Présidence du Parti radical : Rama Yade et Laurent Hénart candidats pour succéder à Borloo

Le maire de Nancy et l'ancienne ministre se sont déclarés candidats à la succession de Jean-Louis Borloo, qui a abandonné début avril tous ses mandats et fonctions politiques pour des raisons de santé.

Rama Yade, vice-présidente de l\'UDI et membre du Parti radical, le 14 septembre 2013 à Chasseneuil-du-Poitou (Vienne).
Rama Yade, vice-présidente de l'UDI et membre du Parti radical, le 14 septembre 2013 à Chasseneuil-du-Poitou (Vienne). (ALAIN JOCARD / AFP)

La succession de Jean-Louis Borloo est ouverte à la tête du Parti radical. Le maire de Nancy Laurent Hénart et l'ex-secrétaire d'Etat Rama Yade se sont déclarés candidats à la présidence du parti de centre droit pour succéder à l'ancien ministre de Jacques Chirac et de Nicolas Sarkozy, qui a abandonné le 6 avril tous ses mandats et fonctions politiques pour des raisons de santé.

La date limite des candidatures est fixée au 5 mai. Le vote pour la présidence se tiendra du 16 au 22 juin et du 30 juin au 6 juillet pour un éventuel second tour, par internet. Il sera suivi d'un congrès du parti début juillet. 

Le Parti radical, qui est le plus vieux parti de France, est l'une des composantes importantes de l'UDI, crée sous l'impulsion de Jean-Louis Borloo à l'automne 2012 avec le Nouveau centre, dirigée par Hervé Morin. Le congrès de l'UDI pour la succession de Jean-Louis Borloo est prévu à l'automne.

Rama Yade, une candidate "à l'audience nationale"

Pour sa candidature, Rama Yade met en avant "une candidature de terrain" et le soutien de 50 fédérations sur une centaine. "Une présidente à audience nationale, c'est un Parti radical fort, qui renforcera parallèlement l'UDI", explique-t-elle.
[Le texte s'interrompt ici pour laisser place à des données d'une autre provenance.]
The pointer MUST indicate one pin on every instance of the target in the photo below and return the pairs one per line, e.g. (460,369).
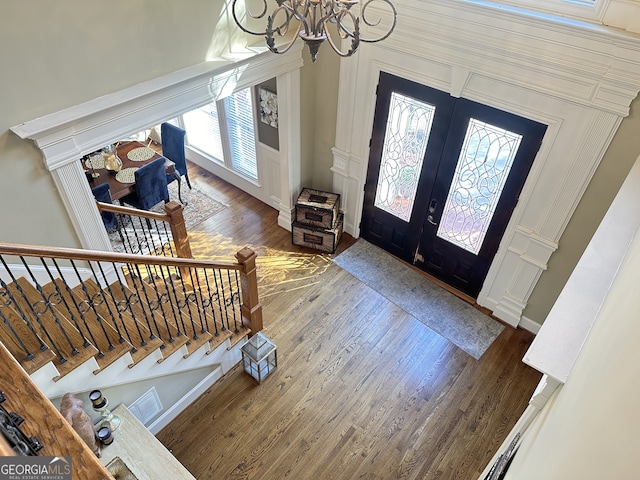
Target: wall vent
(147,406)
L'ancienne secrétaire d'État de Nicolas Sarkozy chargée des Affaires étrangères et des Droits de l'homme, nommée ensuite aux Sports, assure qu'elle a "nulle ambition pour la présidence de l'UDI."

Laurent Hénart, le successeur naturel

Laurent Hénart, qui fut l'un des secrétaires d'Etat de Jean-Louis Borloo quand celui-ci était ministre de la Cohésion sociale sous la présidence Chirac, a été élu à la mairie de Nancy fin mars. Il a ainsi succédé à André Rossinot, figure du Parti radical, qui lui a apporté son soutien aux côtés de nombreux élus radicaux pour sa candidature. Laurent Hénart est actuellement secrétaire général et assure l'intérim à la tête du parti depuis le retrait de Jean-Louis Borloo.

Dans sa lettre de candidature, Laurent Hénart explique que son "premier acte" concernera l'UDI pour "demander une réforme de ses statuts pour clarifier, à la suite du retrait de Jean-Louis Borloo, ses relations avec le Parti radical, dans les domaines des investitures, de la composition de ses instances et de la répartition du financement public".